10. An intelligent control system for the molding process of carbon fiber composite materials, applied to the curing and molding of parts with complex geometries in an autoclave, characterized in that, include: The model building module is used to acquire and construct a digital model of the component for process simulation based on the component's geometric structure information and material property information; The model update module is used to acquire and infer the internal state information of the component based on the internal environmental parameters of the autoclave and the surface state parameters of the component.
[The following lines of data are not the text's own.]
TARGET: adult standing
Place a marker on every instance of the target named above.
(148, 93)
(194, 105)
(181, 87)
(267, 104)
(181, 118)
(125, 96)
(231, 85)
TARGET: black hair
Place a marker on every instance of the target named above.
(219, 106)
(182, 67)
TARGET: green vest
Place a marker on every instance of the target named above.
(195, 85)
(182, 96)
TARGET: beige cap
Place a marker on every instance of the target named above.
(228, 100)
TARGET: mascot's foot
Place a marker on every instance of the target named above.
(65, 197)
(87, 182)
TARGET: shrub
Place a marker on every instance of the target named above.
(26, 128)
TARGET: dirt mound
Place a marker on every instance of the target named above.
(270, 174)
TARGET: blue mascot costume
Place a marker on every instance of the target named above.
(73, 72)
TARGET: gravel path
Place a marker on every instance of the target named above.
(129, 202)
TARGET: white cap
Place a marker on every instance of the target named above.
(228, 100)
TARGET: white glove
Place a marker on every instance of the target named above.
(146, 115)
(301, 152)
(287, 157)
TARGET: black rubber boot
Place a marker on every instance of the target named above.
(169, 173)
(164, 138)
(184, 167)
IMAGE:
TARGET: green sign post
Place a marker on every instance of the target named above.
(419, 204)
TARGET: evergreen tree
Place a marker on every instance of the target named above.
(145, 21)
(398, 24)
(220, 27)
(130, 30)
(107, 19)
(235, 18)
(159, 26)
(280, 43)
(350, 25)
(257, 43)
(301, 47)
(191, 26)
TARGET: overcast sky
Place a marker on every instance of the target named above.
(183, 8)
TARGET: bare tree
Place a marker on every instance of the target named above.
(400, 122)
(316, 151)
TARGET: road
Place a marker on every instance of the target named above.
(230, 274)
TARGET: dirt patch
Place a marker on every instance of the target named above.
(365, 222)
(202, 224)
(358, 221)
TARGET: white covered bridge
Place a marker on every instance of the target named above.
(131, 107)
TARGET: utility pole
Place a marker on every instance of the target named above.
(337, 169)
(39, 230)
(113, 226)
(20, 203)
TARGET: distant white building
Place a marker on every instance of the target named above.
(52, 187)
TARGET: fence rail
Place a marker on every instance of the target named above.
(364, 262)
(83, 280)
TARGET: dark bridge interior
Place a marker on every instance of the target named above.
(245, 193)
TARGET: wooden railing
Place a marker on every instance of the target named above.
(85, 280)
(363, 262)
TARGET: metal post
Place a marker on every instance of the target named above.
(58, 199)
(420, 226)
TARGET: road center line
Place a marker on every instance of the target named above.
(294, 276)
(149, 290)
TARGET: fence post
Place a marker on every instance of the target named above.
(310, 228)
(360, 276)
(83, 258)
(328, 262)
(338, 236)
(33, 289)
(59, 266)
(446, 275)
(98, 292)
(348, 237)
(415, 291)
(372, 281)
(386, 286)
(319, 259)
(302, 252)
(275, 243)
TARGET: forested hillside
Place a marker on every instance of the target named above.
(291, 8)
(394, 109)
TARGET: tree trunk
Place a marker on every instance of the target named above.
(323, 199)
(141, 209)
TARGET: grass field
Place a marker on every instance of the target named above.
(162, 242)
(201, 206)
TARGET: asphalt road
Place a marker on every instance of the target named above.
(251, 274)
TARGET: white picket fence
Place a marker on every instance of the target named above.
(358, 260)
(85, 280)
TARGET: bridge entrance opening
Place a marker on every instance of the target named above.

The internal state information includes the internal temperature distribution, resin state and degree of curing, and the internal state information is updated to the digital model. The risk identification module is used to predict the internal state evolution of the component within a preset time period in the future based on the updated digital model, obtain a first simulation result, and identify potential process risks of the component based on the first simulation result. The instruction determination module is used to determine control instructions for adjusting the process parameters of the curing molding based on the potential process risks. The instruction sending module is used to simulate again in the updated digital model with the control instruction as input to obtain a second simulation result, and to verify the control instruction based on the second simulation result; The verified control command is then sent to the autoclave for execution.